The offense is led by Drake Maye at quarterback, but the leader on the coaching staff has changed, with Chip Lindsey replacing Phil Longo as offensive coordinator.

The Heels return four starters on the offensive line as well as several other players who saw time last season. There’s a rotation of running backs who have experience but are not big names, and the receiving corps is deep and promising and could still get better. Carolina is hopeful that Tez Walker, a big-play receiver who transferred from Kent State, will get clearance to play from the NCAA at some point before kickoff on Saturday.

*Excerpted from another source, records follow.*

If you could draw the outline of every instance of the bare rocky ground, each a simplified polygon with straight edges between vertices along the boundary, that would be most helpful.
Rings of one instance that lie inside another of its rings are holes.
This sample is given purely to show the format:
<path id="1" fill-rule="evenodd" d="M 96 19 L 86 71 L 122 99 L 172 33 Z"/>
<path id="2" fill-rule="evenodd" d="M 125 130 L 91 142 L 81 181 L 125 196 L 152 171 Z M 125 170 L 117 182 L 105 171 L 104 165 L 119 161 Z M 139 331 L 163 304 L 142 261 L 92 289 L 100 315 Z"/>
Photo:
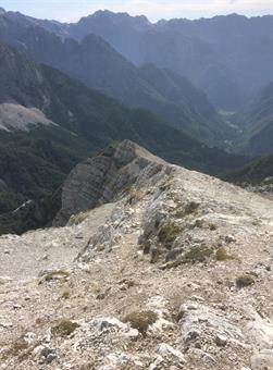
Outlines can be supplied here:
<path id="1" fill-rule="evenodd" d="M 111 203 L 0 238 L 0 369 L 273 369 L 272 201 L 139 150 Z"/>

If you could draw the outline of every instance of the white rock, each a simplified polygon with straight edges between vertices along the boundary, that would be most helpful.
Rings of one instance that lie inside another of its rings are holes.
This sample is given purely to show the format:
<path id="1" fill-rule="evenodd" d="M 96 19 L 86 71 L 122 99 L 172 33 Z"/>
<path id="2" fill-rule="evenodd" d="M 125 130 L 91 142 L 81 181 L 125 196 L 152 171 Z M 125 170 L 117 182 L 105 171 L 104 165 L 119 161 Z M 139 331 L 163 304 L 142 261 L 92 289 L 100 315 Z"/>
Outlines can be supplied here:
<path id="1" fill-rule="evenodd" d="M 169 344 L 166 343 L 161 343 L 159 346 L 158 346 L 158 350 L 160 356 L 162 357 L 170 357 L 170 356 L 174 356 L 176 358 L 179 359 L 181 362 L 186 362 L 186 359 L 185 357 L 183 356 L 183 354 L 173 348 L 172 346 L 170 346 Z"/>

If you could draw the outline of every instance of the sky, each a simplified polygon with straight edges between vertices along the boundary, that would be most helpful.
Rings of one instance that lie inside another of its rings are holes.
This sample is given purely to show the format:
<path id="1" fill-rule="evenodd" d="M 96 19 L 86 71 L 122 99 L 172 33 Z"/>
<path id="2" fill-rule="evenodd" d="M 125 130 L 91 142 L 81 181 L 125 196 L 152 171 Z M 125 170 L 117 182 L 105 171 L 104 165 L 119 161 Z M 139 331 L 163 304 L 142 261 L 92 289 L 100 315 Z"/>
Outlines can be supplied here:
<path id="1" fill-rule="evenodd" d="M 20 11 L 38 18 L 76 22 L 97 10 L 145 14 L 161 18 L 199 18 L 238 13 L 247 16 L 273 14 L 273 0 L 0 0 L 7 11 Z"/>

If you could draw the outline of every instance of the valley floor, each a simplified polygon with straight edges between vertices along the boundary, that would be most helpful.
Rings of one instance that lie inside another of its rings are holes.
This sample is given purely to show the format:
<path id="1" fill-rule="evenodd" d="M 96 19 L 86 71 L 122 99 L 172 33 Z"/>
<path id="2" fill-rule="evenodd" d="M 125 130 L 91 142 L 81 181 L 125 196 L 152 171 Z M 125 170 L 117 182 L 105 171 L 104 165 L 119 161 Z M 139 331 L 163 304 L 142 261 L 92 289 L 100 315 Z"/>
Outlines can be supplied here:
<path id="1" fill-rule="evenodd" d="M 272 201 L 171 168 L 74 224 L 0 238 L 0 369 L 273 369 Z M 181 227 L 184 259 L 142 252 L 153 218 Z"/>

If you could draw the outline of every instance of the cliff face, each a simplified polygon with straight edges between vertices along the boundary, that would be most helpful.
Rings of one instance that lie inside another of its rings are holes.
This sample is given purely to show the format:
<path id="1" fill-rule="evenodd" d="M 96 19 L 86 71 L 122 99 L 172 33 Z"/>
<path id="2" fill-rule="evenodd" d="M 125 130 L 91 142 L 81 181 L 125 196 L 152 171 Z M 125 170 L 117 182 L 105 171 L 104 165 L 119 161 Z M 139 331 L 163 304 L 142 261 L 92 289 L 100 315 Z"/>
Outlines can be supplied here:
<path id="1" fill-rule="evenodd" d="M 0 237 L 3 369 L 272 368 L 271 200 L 125 140 L 62 203 Z"/>
<path id="2" fill-rule="evenodd" d="M 133 141 L 124 140 L 108 151 L 76 165 L 62 187 L 62 207 L 54 225 L 72 214 L 116 200 L 144 174 L 162 171 L 166 163 Z"/>

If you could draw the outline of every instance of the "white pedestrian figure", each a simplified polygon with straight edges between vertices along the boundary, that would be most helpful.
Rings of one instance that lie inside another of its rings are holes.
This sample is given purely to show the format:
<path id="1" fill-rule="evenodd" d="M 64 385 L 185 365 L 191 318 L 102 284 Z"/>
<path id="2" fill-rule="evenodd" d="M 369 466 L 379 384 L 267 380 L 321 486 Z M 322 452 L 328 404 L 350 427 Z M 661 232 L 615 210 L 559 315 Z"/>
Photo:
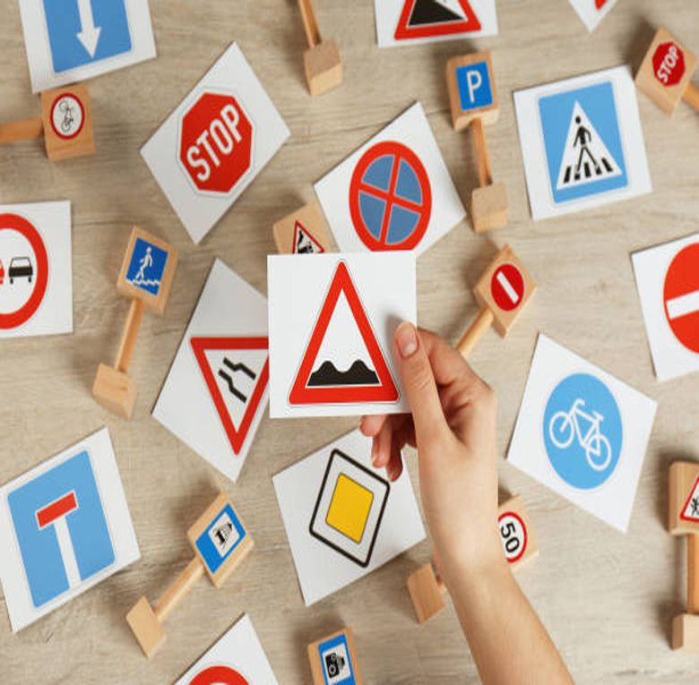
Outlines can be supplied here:
<path id="1" fill-rule="evenodd" d="M 153 257 L 151 254 L 152 248 L 149 245 L 146 247 L 146 253 L 143 255 L 141 261 L 139 261 L 139 270 L 134 280 L 136 283 L 141 283 L 145 280 L 145 270 L 150 269 L 153 265 Z"/>

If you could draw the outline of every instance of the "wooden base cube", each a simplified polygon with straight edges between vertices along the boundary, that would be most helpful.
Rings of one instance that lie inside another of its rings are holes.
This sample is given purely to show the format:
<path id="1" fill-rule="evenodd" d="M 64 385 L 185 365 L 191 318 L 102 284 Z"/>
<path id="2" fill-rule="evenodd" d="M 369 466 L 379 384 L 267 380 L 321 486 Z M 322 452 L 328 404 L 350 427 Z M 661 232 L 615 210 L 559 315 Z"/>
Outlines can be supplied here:
<path id="1" fill-rule="evenodd" d="M 92 395 L 106 409 L 117 416 L 130 419 L 136 405 L 136 384 L 128 373 L 100 364 L 97 370 Z"/>
<path id="2" fill-rule="evenodd" d="M 308 645 L 307 652 L 314 685 L 363 685 L 351 629 L 316 640 Z"/>
<path id="3" fill-rule="evenodd" d="M 304 71 L 314 98 L 342 82 L 342 63 L 334 39 L 323 40 L 304 53 Z"/>
<path id="4" fill-rule="evenodd" d="M 470 218 L 476 233 L 507 226 L 509 208 L 504 184 L 476 188 L 470 196 Z"/>
<path id="5" fill-rule="evenodd" d="M 425 564 L 408 578 L 408 592 L 418 621 L 424 623 L 444 608 L 446 592 L 442 579 L 435 573 L 432 564 Z"/>

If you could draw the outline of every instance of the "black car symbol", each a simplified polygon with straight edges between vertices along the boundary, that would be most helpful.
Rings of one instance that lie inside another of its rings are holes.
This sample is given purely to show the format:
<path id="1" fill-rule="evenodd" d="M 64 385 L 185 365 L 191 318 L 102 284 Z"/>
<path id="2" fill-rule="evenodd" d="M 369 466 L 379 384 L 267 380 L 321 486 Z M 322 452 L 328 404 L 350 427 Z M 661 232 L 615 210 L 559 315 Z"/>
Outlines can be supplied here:
<path id="1" fill-rule="evenodd" d="M 10 285 L 14 283 L 15 278 L 27 278 L 31 283 L 31 277 L 34 276 L 34 268 L 31 266 L 30 258 L 13 257 L 10 261 L 7 275 L 10 277 Z"/>

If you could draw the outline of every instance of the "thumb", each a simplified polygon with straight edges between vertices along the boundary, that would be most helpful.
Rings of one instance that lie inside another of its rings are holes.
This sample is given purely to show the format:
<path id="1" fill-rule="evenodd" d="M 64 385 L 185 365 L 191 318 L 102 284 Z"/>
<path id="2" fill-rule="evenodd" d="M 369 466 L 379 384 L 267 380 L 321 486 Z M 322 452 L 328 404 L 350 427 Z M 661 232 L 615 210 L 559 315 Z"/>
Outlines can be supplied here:
<path id="1" fill-rule="evenodd" d="M 417 442 L 428 443 L 445 427 L 435 374 L 418 330 L 404 321 L 395 331 L 398 371 L 412 411 Z"/>

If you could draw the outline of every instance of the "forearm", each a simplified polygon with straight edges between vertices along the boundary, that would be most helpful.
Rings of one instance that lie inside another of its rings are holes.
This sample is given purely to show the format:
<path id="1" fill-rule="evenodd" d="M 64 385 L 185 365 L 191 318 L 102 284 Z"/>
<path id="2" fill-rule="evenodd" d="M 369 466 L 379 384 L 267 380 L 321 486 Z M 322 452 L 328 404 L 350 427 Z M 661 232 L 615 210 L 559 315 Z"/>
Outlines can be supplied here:
<path id="1" fill-rule="evenodd" d="M 506 563 L 446 583 L 485 685 L 573 682 Z"/>

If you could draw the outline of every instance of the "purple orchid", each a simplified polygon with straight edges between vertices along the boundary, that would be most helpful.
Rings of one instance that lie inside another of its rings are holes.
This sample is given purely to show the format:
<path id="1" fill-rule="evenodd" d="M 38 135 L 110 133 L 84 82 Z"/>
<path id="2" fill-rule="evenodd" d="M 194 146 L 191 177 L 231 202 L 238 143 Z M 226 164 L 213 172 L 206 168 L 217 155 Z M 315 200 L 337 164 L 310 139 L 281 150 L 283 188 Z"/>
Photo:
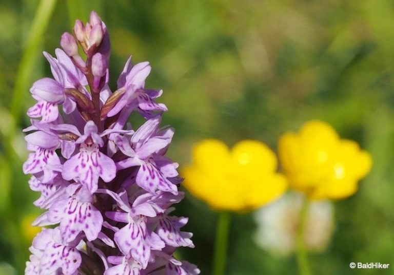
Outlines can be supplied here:
<path id="1" fill-rule="evenodd" d="M 44 52 L 53 78 L 30 89 L 37 102 L 28 111 L 23 171 L 45 210 L 33 225 L 52 227 L 33 240 L 25 274 L 199 274 L 173 256 L 194 245 L 181 230 L 188 219 L 170 215 L 184 194 L 178 164 L 165 156 L 174 130 L 160 127 L 162 91 L 145 88 L 149 63 L 129 58 L 112 92 L 105 24 L 92 12 L 73 30 L 56 58 Z M 135 131 L 127 123 L 134 111 L 146 119 Z"/>

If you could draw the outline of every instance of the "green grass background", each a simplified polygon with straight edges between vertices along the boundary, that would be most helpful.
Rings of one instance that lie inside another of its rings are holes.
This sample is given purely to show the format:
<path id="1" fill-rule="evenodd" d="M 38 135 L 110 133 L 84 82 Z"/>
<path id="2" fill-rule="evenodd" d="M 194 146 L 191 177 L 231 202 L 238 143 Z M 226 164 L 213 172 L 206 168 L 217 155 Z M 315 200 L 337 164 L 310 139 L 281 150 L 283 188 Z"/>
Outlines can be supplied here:
<path id="1" fill-rule="evenodd" d="M 164 123 L 176 130 L 169 155 L 181 165 L 201 139 L 229 145 L 257 139 L 275 150 L 282 133 L 314 118 L 359 142 L 372 156 L 372 170 L 356 195 L 335 202 L 332 239 L 325 251 L 310 256 L 312 269 L 394 274 L 389 0 L 0 0 L 0 274 L 23 273 L 31 240 L 22 221 L 40 213 L 32 204 L 38 194 L 22 173 L 27 153 L 21 129 L 33 103 L 29 88 L 50 75 L 41 53 L 53 54 L 61 34 L 92 9 L 111 36 L 112 88 L 129 55 L 150 61 L 146 87 L 164 90 Z M 216 215 L 189 195 L 175 214 L 190 217 L 186 229 L 196 246 L 179 256 L 209 274 Z M 275 258 L 255 245 L 255 226 L 251 214 L 235 215 L 226 274 L 297 274 L 294 257 Z M 391 266 L 351 270 L 351 262 Z"/>

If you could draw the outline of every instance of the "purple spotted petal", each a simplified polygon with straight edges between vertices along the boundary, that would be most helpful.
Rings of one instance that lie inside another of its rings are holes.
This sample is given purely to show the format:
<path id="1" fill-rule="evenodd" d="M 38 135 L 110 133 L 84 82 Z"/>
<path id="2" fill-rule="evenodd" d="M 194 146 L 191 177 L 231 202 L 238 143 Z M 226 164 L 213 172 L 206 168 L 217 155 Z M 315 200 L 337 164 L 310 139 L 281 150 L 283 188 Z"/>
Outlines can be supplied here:
<path id="1" fill-rule="evenodd" d="M 143 111 L 161 111 L 166 112 L 168 110 L 167 107 L 162 103 L 157 103 L 147 94 L 143 90 L 137 93 L 136 103 L 139 108 Z"/>
<path id="2" fill-rule="evenodd" d="M 159 189 L 170 192 L 174 195 L 178 193 L 176 185 L 165 178 L 161 173 L 151 163 L 142 164 L 138 171 L 135 182 L 141 188 L 154 194 Z"/>
<path id="3" fill-rule="evenodd" d="M 57 136 L 42 131 L 37 131 L 29 134 L 25 137 L 25 140 L 44 149 L 56 149 L 60 143 L 59 139 Z"/>
<path id="4" fill-rule="evenodd" d="M 50 222 L 60 222 L 59 228 L 63 243 L 71 242 L 83 231 L 91 241 L 97 239 L 103 225 L 103 217 L 90 202 L 80 202 L 70 198 L 55 203 L 49 209 Z"/>
<path id="5" fill-rule="evenodd" d="M 166 266 L 166 275 L 198 275 L 200 269 L 195 265 L 182 261 L 182 265 L 175 265 L 169 262 Z"/>
<path id="6" fill-rule="evenodd" d="M 60 271 L 64 275 L 73 275 L 81 265 L 80 252 L 75 246 L 57 243 L 59 234 L 58 228 L 44 229 L 33 240 L 35 260 L 39 259 L 36 269 L 40 274 L 60 274 Z"/>
<path id="7" fill-rule="evenodd" d="M 138 150 L 149 137 L 156 133 L 161 121 L 160 117 L 156 116 L 147 120 L 135 131 L 131 140 L 135 150 Z"/>
<path id="8" fill-rule="evenodd" d="M 115 233 L 114 240 L 123 254 L 131 256 L 145 268 L 150 257 L 151 249 L 159 249 L 165 245 L 163 241 L 158 242 L 154 239 L 151 241 L 152 233 L 147 228 L 146 218 L 137 216 L 130 219 L 126 226 Z"/>
<path id="9" fill-rule="evenodd" d="M 54 121 L 59 116 L 57 104 L 44 100 L 40 100 L 27 111 L 27 115 L 30 117 L 42 117 L 43 123 Z"/>
<path id="10" fill-rule="evenodd" d="M 104 275 L 141 275 L 141 264 L 132 258 L 110 256 L 108 261 L 116 265 L 108 268 Z"/>
<path id="11" fill-rule="evenodd" d="M 109 182 L 115 177 L 116 172 L 115 163 L 98 151 L 98 145 L 82 143 L 80 153 L 64 163 L 62 175 L 66 180 L 80 182 L 93 194 L 97 190 L 99 177 Z"/>
<path id="12" fill-rule="evenodd" d="M 188 219 L 184 217 L 161 216 L 159 219 L 157 233 L 166 244 L 171 246 L 194 247 L 193 242 L 190 239 L 193 235 L 180 230 L 181 227 L 187 223 L 187 221 Z"/>
<path id="13" fill-rule="evenodd" d="M 23 164 L 23 172 L 25 174 L 42 172 L 47 164 L 60 164 L 59 157 L 54 150 L 37 147 L 35 152 L 29 154 L 27 160 Z"/>
<path id="14" fill-rule="evenodd" d="M 52 78 L 42 78 L 33 83 L 30 93 L 41 100 L 51 103 L 62 103 L 65 99 L 64 88 Z"/>

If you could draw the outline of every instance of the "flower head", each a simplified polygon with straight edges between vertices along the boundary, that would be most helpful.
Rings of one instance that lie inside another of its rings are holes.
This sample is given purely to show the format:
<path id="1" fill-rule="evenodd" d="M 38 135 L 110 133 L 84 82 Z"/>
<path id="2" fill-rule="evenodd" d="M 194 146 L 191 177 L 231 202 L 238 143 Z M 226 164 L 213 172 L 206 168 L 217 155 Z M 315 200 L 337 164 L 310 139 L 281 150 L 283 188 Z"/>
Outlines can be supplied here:
<path id="1" fill-rule="evenodd" d="M 214 209 L 251 210 L 286 191 L 277 165 L 275 155 L 262 142 L 243 140 L 230 150 L 220 140 L 205 140 L 193 149 L 192 163 L 183 171 L 184 185 Z"/>
<path id="2" fill-rule="evenodd" d="M 194 246 L 181 229 L 187 218 L 170 213 L 184 194 L 178 164 L 165 156 L 174 130 L 160 128 L 162 92 L 144 87 L 150 67 L 132 68 L 129 58 L 113 92 L 105 24 L 92 12 L 74 33 L 62 35 L 57 58 L 44 53 L 53 78 L 30 89 L 37 102 L 28 111 L 31 153 L 23 171 L 41 193 L 34 205 L 46 211 L 33 225 L 54 228 L 34 238 L 25 274 L 199 274 L 172 256 Z M 133 112 L 147 121 L 124 129 Z"/>
<path id="3" fill-rule="evenodd" d="M 296 248 L 300 225 L 303 194 L 288 193 L 254 213 L 258 225 L 254 240 L 262 248 L 278 256 L 287 256 Z M 333 207 L 329 201 L 313 201 L 309 205 L 303 241 L 309 250 L 327 247 L 333 229 Z"/>
<path id="4" fill-rule="evenodd" d="M 356 142 L 340 139 L 332 126 L 319 120 L 307 122 L 298 133 L 283 135 L 279 150 L 289 184 L 311 199 L 352 195 L 372 163 Z"/>

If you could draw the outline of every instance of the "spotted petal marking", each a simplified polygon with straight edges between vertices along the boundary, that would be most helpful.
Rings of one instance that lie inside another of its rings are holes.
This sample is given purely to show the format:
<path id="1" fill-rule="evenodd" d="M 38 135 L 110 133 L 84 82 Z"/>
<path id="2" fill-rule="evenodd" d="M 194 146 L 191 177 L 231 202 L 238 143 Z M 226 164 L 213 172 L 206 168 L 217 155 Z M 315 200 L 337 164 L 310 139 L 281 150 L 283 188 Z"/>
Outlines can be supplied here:
<path id="1" fill-rule="evenodd" d="M 116 172 L 113 160 L 100 152 L 97 144 L 81 143 L 80 153 L 65 162 L 62 176 L 66 180 L 80 182 L 93 194 L 97 190 L 99 177 L 109 182 Z"/>
<path id="2" fill-rule="evenodd" d="M 27 160 L 23 164 L 23 172 L 25 174 L 36 174 L 44 172 L 45 177 L 52 179 L 56 176 L 56 173 L 52 170 L 44 169 L 47 164 L 51 165 L 60 165 L 60 160 L 53 149 L 44 149 L 36 147 L 34 153 L 29 154 Z"/>
<path id="3" fill-rule="evenodd" d="M 138 107 L 143 111 L 168 111 L 167 107 L 162 103 L 157 103 L 144 92 L 139 92 L 136 97 Z"/>
<path id="4" fill-rule="evenodd" d="M 49 123 L 54 121 L 59 116 L 59 109 L 55 103 L 40 100 L 27 110 L 27 115 L 30 117 L 42 117 L 41 122 Z"/>
<path id="5" fill-rule="evenodd" d="M 114 257 L 110 256 L 108 257 L 109 262 L 116 264 L 119 262 L 117 260 L 115 261 L 111 261 L 112 258 L 123 258 L 122 262 L 120 264 L 110 267 L 106 270 L 104 275 L 140 275 L 140 270 L 141 269 L 141 265 L 134 260 L 133 259 L 128 259 L 127 257 Z"/>
<path id="6" fill-rule="evenodd" d="M 40 261 L 42 270 L 41 274 L 52 274 L 61 268 L 62 274 L 73 275 L 81 262 L 81 254 L 76 248 L 51 242 L 45 249 Z"/>
<path id="7" fill-rule="evenodd" d="M 97 239 L 103 225 L 103 216 L 90 202 L 81 202 L 71 197 L 53 204 L 48 219 L 60 222 L 61 236 L 63 243 L 75 239 L 79 233 L 85 232 L 88 241 Z"/>
<path id="8" fill-rule="evenodd" d="M 176 185 L 163 176 L 160 171 L 153 164 L 145 162 L 140 168 L 135 179 L 137 185 L 151 194 L 156 190 L 178 194 Z"/>
<path id="9" fill-rule="evenodd" d="M 175 265 L 169 262 L 166 265 L 166 275 L 198 275 L 200 269 L 195 265 L 186 261 L 181 261 L 182 265 Z"/>
<path id="10" fill-rule="evenodd" d="M 58 228 L 47 229 L 34 238 L 30 247 L 33 253 L 28 270 L 31 271 L 30 274 L 73 275 L 76 271 L 82 262 L 80 252 L 69 244 L 57 243 L 55 240 L 58 234 Z M 37 269 L 38 272 L 34 273 Z"/>
<path id="11" fill-rule="evenodd" d="M 157 243 L 154 237 L 154 243 L 151 243 L 152 235 L 157 236 L 147 229 L 146 217 L 141 216 L 130 218 L 126 226 L 115 233 L 114 240 L 123 254 L 131 256 L 145 269 L 150 257 L 151 249 L 159 249 L 165 245 L 163 241 Z"/>
<path id="12" fill-rule="evenodd" d="M 187 223 L 187 218 L 162 216 L 159 218 L 157 233 L 166 244 L 174 247 L 188 246 L 194 247 L 190 240 L 193 234 L 181 231 L 181 227 Z"/>

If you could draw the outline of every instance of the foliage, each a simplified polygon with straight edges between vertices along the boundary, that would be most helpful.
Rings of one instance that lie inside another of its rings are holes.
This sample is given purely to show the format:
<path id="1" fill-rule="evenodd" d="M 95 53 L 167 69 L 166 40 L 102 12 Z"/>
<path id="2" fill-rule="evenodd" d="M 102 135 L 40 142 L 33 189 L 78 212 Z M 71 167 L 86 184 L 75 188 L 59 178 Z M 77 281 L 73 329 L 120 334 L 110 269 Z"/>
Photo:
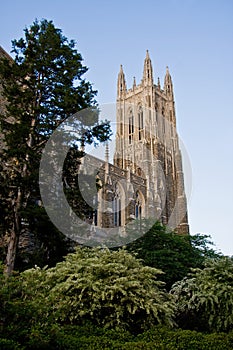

“What we’ve got to do is have two game plans,” Brown said. “We’ve got to have one game plan with Tez and one without him.”

Whichever plan the Tar Heels end up using, it will need to be executed to perfection against a South Carolina team that upset the Tar Heels in the Duke’s Mayo Bowl in 2021, part of the current three-year bowl losing streak under Brown.

While the opener is as far removed from a postseason game as you can get, it’s still circled on the UNC schedule. Get past the Gamecocks and a 5-0 start is potentially in the cards for the Tar Heels. Looking at the schedule, a 10-0 run heading into Clemson is not out of the realm of possibility.

The key is a simple one. Just do better.

“We’re jumping in with both feet,” he said. “We lost respect at the end of last year. We’re trying to get that respect back.”